7. In view of the above and for the reasons stated hereinabove, the impugned common judgment and order dated July 25, 2013 passed by the learned Tribunal in Second Appeal Nos. 500 of 2010 and 501 of 2010 as well as the order passed by the first authority cancelling the registration certificate of the appellant ab initio and even the order passed by the first appellate authority are hereby quashed and set aside and the matter is remanded to the first authority, i.e., Deputy Commissioner of Commercial Tax to pass appropriate order in accordance with law and on merits and after giving an opportunity of hearing to the appellant. As agreed, the order passed by the first authority cancelling the registration certificate ab initio and the order passed by the first appellate authority be considered as show-cause notice calling upon the appellant to show cause why the registration certificate of the appellant may not be cancelled ab initio in exercise of powers under section 27 of the Act.

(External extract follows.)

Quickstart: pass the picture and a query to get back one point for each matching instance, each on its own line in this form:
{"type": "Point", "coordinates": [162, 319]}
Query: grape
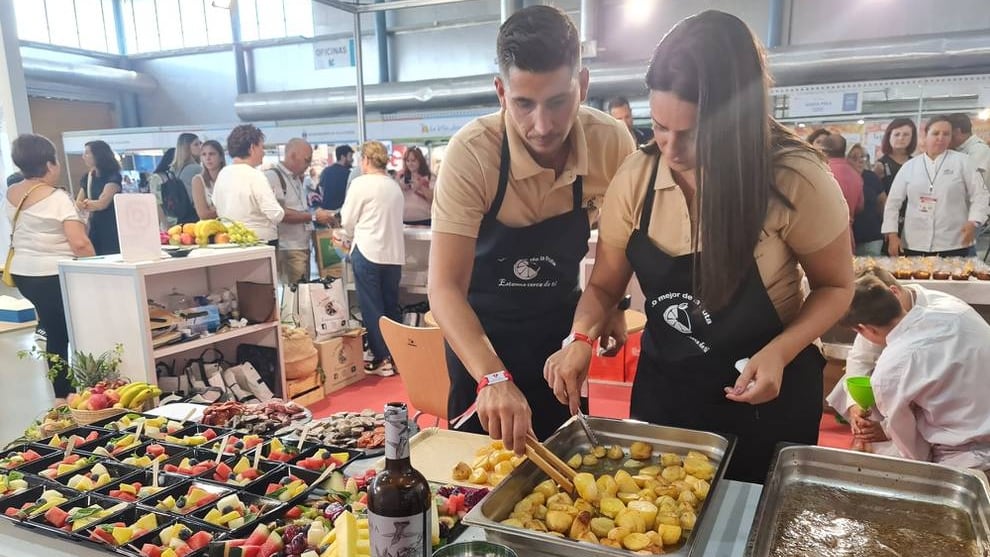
{"type": "Point", "coordinates": [297, 545]}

Now, the appellant to reply to the aforesaid show-cause notice before appropriate authority within a period of four weeks from today and thereafter, the appropriate authority to pass an appropriate order in accordance with law and on merits under section 27(5) of the Act after giving an opportunity to the appellant and in light of the observations made hereinabove. The aforesaid exercise shall be completed within a period of three months from the date of submitting the reply to the show-cause notice as observed hereinabove. 8. With this, the present tax appeals are allowed to the aforesaid extent. In view of disposal of the tax appeals, no order in the civil applications and are disposed of accordingly.